Edward slid the last page from the printer into the folder and closed the file. He could only imagine how frustrated Agent Gibbs and the others were right now. Taylor Briggs' dossier showed "him" to be a twenty-one year old girl, and unlikely to be the person they were after.

Lacking any other directive, he decided to seek out the young lab technician: Abby, if his memory was correct. With nothing more he could do on Ms. Briggs' profile, perhaps Abby had something he could work with. He suspected it would not do to be found idle when Gibbs returned.

After one wrong floor and two wrong turns, Edward found the lab. Then he wondered how he could have missed it. The music was earsplitting, though not entirely in bad taste.

"Ms. Abby!" he yelled, so as to be heard over the din. When she didn't respond, he tried a second time. "Ms. Abby!"

"Huh? What?" She turned around and stared at Edward for a full beat before asking, "Do I know you? Oh, wait! You're one of those English guys McGee brought in here, right?"

Edward smiled and nodded. "Is there any way we could turn that down some? It's a little hard to hear you."

Abby grinned and walked past him to her stereo controls. "I'll give you credit, at least you didn't call it 'racket', like Gibbs does," she said as she dialed down the volume. "Better?"

"It's not bad stuff, actually. My younger brother would quite like it, I'm certain."

"Your younger brother has good taste. Now, what can I do for you… I'm sorry what was your name again?" Abby looked apologetic, her brow furrowed as she obviously tried to remember the introductions from several hours earlier.

"Edward. Edward Harper."

"Right. Gotcha, Eddie. What can I do for you?"

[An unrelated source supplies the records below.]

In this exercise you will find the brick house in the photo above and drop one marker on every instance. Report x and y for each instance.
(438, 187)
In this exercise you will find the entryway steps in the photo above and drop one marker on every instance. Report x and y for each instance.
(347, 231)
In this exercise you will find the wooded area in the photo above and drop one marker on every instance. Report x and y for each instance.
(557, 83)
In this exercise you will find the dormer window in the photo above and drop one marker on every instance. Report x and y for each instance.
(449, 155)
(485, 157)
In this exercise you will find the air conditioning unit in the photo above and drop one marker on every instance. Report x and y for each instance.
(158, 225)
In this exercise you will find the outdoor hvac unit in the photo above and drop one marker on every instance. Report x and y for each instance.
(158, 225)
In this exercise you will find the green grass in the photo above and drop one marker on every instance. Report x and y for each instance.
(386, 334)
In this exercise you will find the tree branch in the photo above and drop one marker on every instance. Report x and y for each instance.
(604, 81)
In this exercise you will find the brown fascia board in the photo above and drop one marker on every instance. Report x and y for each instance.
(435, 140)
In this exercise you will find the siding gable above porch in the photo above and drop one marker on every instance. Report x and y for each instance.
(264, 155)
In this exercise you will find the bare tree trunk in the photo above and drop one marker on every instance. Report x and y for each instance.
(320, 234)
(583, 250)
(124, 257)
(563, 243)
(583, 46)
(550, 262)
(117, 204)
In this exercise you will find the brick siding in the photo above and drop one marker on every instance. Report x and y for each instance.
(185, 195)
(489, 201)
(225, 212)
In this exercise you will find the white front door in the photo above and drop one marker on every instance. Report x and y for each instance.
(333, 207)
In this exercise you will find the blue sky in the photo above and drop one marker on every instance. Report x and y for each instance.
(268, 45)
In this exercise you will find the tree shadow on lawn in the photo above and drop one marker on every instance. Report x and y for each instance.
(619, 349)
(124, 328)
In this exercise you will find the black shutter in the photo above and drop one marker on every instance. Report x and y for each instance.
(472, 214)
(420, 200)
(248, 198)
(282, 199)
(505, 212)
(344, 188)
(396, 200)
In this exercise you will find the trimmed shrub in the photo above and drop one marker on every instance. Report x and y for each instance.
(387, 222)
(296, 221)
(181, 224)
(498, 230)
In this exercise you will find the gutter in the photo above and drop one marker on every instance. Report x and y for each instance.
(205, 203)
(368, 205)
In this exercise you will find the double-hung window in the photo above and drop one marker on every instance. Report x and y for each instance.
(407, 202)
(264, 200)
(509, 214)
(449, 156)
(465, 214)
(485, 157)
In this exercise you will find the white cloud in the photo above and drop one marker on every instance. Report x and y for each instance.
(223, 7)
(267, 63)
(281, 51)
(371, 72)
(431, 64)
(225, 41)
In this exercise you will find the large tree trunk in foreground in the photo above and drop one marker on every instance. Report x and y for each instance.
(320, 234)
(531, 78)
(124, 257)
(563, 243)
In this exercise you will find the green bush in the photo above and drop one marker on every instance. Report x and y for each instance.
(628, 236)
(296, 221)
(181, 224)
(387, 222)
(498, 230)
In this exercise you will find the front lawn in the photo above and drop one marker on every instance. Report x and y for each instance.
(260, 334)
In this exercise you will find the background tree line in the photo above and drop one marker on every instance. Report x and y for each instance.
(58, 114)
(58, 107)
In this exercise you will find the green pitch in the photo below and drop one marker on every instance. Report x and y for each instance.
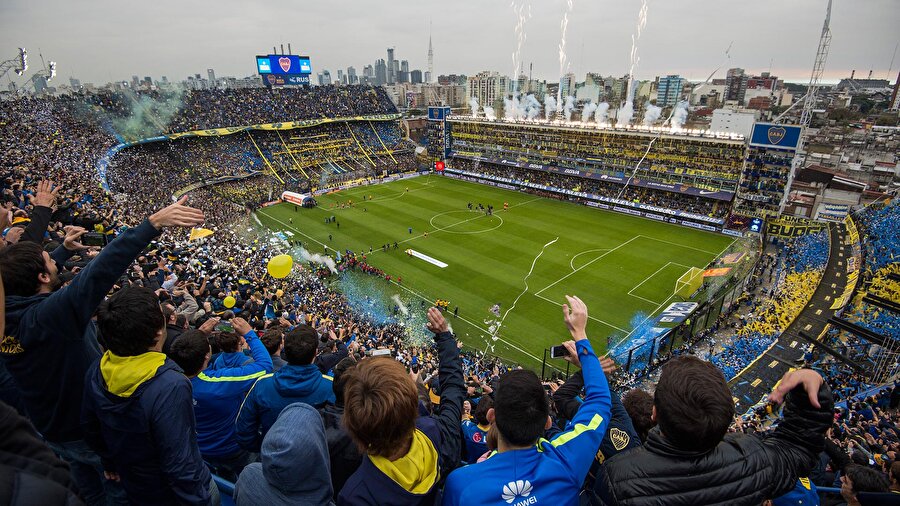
(621, 266)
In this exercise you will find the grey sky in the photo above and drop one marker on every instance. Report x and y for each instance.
(102, 40)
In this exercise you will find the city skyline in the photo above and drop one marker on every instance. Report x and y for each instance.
(100, 44)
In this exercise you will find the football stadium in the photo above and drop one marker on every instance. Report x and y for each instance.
(273, 292)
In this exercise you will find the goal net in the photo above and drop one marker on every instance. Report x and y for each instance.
(689, 282)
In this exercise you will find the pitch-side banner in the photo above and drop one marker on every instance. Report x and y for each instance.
(643, 183)
(286, 125)
(792, 226)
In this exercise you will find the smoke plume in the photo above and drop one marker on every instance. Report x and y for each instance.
(651, 115)
(679, 115)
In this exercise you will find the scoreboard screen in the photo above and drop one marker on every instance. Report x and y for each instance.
(283, 64)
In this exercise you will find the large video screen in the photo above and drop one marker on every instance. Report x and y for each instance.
(283, 64)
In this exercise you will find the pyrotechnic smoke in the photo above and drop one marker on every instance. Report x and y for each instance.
(679, 115)
(602, 113)
(532, 107)
(564, 26)
(652, 114)
(570, 105)
(626, 112)
(318, 259)
(473, 104)
(587, 111)
(523, 14)
(549, 105)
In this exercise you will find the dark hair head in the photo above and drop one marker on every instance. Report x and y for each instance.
(520, 407)
(229, 342)
(639, 405)
(380, 405)
(272, 337)
(866, 479)
(21, 264)
(480, 413)
(300, 345)
(131, 321)
(693, 404)
(189, 351)
(342, 367)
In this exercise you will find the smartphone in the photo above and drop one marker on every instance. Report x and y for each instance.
(224, 327)
(559, 351)
(93, 239)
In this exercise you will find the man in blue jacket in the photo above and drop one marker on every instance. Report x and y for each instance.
(138, 414)
(407, 456)
(299, 381)
(218, 394)
(50, 342)
(526, 469)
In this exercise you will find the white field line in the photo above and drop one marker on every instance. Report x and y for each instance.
(473, 324)
(598, 320)
(648, 278)
(585, 265)
(679, 245)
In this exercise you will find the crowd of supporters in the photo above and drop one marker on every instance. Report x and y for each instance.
(630, 194)
(133, 372)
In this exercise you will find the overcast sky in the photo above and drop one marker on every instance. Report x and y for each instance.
(102, 40)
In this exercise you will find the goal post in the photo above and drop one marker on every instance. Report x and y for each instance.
(689, 282)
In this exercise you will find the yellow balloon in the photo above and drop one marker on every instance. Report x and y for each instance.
(280, 266)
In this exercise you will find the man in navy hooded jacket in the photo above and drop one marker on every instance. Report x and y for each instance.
(299, 381)
(50, 342)
(138, 412)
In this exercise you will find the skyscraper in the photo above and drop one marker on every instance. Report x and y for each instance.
(391, 76)
(430, 72)
(669, 90)
(736, 85)
(380, 72)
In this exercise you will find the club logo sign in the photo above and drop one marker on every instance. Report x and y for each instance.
(776, 134)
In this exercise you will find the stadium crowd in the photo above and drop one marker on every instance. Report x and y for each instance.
(133, 371)
(631, 194)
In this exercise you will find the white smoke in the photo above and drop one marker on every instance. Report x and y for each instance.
(549, 105)
(570, 105)
(318, 259)
(626, 112)
(679, 115)
(532, 107)
(651, 115)
(587, 111)
(511, 108)
(602, 113)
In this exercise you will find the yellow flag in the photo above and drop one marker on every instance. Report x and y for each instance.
(199, 233)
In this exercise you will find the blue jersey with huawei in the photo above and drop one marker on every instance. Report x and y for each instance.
(551, 472)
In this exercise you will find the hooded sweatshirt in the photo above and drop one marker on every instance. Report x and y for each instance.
(294, 467)
(50, 341)
(272, 393)
(138, 416)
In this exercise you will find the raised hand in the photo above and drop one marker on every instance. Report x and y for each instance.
(71, 241)
(46, 194)
(177, 215)
(436, 322)
(575, 316)
(811, 381)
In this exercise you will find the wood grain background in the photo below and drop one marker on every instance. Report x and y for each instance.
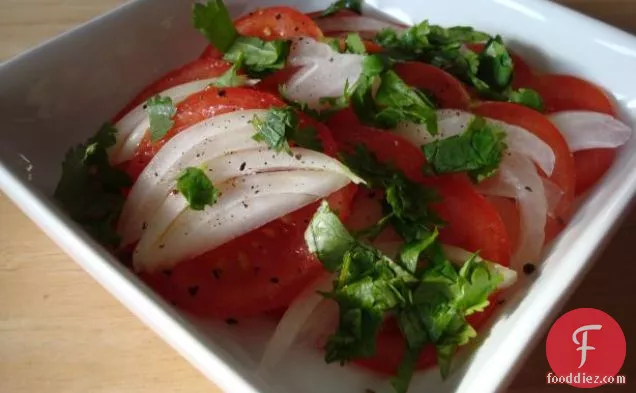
(60, 332)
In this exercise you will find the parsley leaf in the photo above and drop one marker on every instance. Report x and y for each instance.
(213, 21)
(260, 57)
(394, 100)
(352, 5)
(354, 44)
(478, 151)
(231, 78)
(280, 126)
(160, 110)
(430, 307)
(90, 190)
(275, 128)
(197, 188)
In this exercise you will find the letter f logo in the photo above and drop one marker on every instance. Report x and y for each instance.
(584, 347)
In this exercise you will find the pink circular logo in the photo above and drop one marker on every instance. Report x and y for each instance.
(585, 348)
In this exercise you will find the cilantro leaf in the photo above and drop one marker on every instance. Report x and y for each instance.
(275, 128)
(197, 188)
(160, 110)
(354, 44)
(260, 57)
(328, 238)
(352, 5)
(231, 78)
(213, 20)
(478, 151)
(495, 65)
(90, 190)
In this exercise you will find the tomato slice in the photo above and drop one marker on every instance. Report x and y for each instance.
(523, 74)
(196, 70)
(565, 92)
(563, 174)
(270, 24)
(447, 90)
(472, 223)
(260, 271)
(196, 108)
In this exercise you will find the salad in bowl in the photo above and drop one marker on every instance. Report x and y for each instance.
(375, 188)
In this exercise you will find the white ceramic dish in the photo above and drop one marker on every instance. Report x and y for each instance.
(59, 93)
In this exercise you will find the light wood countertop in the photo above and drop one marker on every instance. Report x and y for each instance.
(61, 332)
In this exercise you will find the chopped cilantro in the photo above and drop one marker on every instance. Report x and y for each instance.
(231, 78)
(351, 5)
(478, 151)
(431, 306)
(160, 110)
(354, 44)
(213, 20)
(260, 57)
(197, 188)
(280, 126)
(90, 189)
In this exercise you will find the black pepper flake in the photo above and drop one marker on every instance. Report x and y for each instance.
(193, 290)
(529, 268)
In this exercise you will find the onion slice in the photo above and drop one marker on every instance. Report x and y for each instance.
(518, 178)
(177, 233)
(359, 24)
(585, 130)
(453, 122)
(133, 126)
(323, 71)
(292, 324)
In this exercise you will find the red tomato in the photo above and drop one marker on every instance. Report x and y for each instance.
(445, 88)
(198, 107)
(472, 223)
(533, 121)
(197, 70)
(272, 23)
(523, 74)
(564, 92)
(260, 271)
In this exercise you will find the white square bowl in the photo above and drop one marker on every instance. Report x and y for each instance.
(59, 93)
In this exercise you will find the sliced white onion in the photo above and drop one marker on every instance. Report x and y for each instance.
(323, 71)
(133, 126)
(459, 256)
(585, 130)
(518, 178)
(452, 122)
(178, 233)
(354, 24)
(553, 195)
(293, 322)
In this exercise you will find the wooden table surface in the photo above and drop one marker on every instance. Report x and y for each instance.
(61, 332)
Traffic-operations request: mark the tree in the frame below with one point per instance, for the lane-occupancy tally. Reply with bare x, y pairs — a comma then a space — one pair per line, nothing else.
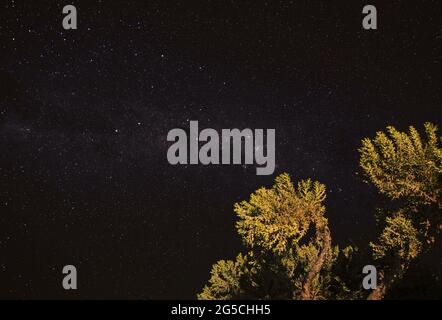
290, 254
407, 171
289, 245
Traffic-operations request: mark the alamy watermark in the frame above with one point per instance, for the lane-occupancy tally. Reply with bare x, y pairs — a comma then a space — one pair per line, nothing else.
232, 146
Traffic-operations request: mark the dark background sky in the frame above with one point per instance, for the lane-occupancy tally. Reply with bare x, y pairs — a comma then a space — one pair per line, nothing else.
84, 116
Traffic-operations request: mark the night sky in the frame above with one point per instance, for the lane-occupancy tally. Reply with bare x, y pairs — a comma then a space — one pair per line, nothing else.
84, 116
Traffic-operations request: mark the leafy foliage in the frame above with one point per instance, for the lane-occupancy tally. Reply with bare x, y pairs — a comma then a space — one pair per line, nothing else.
290, 254
407, 170
288, 241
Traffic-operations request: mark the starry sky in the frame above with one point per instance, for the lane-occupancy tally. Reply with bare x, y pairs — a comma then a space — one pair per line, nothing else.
84, 116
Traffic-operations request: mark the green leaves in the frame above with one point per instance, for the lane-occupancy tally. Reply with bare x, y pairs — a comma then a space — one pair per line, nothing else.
404, 166
288, 242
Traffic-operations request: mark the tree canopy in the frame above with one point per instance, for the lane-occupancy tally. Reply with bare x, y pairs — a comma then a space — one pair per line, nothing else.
288, 244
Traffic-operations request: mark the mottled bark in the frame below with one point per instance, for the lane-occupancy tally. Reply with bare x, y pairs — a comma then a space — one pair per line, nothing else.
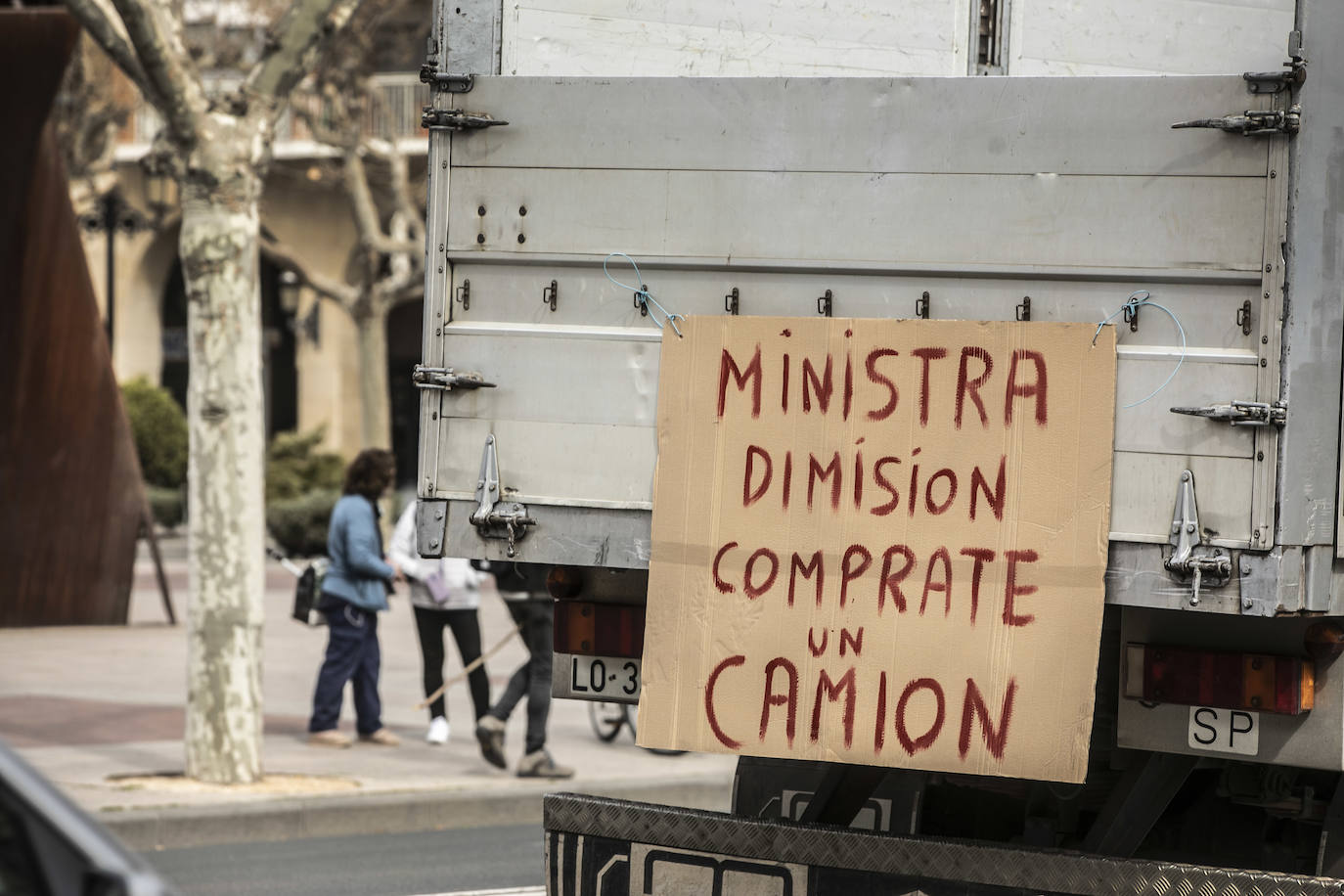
226, 421
219, 154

"I've finished the task Gibbs set me to and I doubt that simply waiting for him to return is wise. So I've come to see if you have anything at all I could be working—"

"Smart man, Eddie. Never let Gibbs catch you napping. Let me see what I have." She began looking through the evidence she'd processed when suddenly she looked up, holding up a finger. "Oh! I know!"

She motioned Edward to follow her, leading him into a small room off the main lab. Here Abby pointed down to a black and white photo. Or what would be a photo had its subjects not been all blurred or obscured.

"It's the best I could do and I haven't even started analyzing it yet," she told him. "The fire destroyed the fine details, so we can't make out any faces. Is there a chance you could recognize Helena, for example, from the back of her head?"

Edward sighed. Without details, the picture seemed nearly useless. Abby had been correct earlier. They would be able to match it to the original, if they found the negatives, based on this, but the reconstruction itself would likely tell them nothing.

He stared at it a bit longer cataloging the features he could identify. It was clearly an outdoor café of some kind, there were trees present. And whoever took this had their back to the street, because there were no cars in the picture. There was a low wall of some sort just beyond the cluster of tables. And beyond that, off to the side, in the distance… he stopped and cocked his head to the side. "Abby? What's that shape there, off on the edge of the frame?"

"Looks like the Washington Monument to me," she said as she peered at the photo and he nodded. "You know – that looks like it could be in Georgetown!" She deftly plucked the photo from Edward's hand to get a closer look. "Tables outside… lunch crowd, maybe? See that shadow there, and there… and that must be the sun over there…"

Edward cleared his throat to interrupt her puzzling. "Are there many outdoor cafés are there where you can see the Washington Monument in the distance?"

"Let me think," she mused. "The best bet would be Antonio's." She looked at the picture again, running her finger over a dark shape in the background. "That could fit. He has a low shrub that runs between the patio he sets his tables on and the edge of his property. And if you're seated facing just the right direction you can indeed see the monument."

"Terrific. It might be Antonio's," he said skeptically. "Even if we could prove that, how do we prove she was there? Last time she paid cash and used someone else's name for her reservation. I don't suppose she'd be careless this time." Edward leaned carefully against the table and looked at the lab tech, who was grinning from ear to ear.

"Doubt me not, Eddie-baby," Abby said, returning the photo to him and striding over to the computer terminal in the center of the lab. Her hands flew over the keys as she muttered, "Our anonymous photographer wasn't the only one snapping pictures around Antonio's." At Edward's confused glance, she explained, "Traffic cameras, security video from the parking lots, all that jazz. She's taking pictures, she's got to show up in someone's footage totin' a camera. Welcome to the digital age."

"Of course," he nodded. "I should have thought of that. But don't we need a warrant? And is this even a legitimate use of the data?"

"You bet your boots it is, Eddie. Traffic cams and the public security cams are government. I can access them, no problem. Now if I want private ones, those I need a warrant for, unless the owner chooses to release them voluntarily." She gave him a grin as she swept past him and into the lab, leaving him to trail in her wake. "But let's see what we can do with just the traffic and security videos first."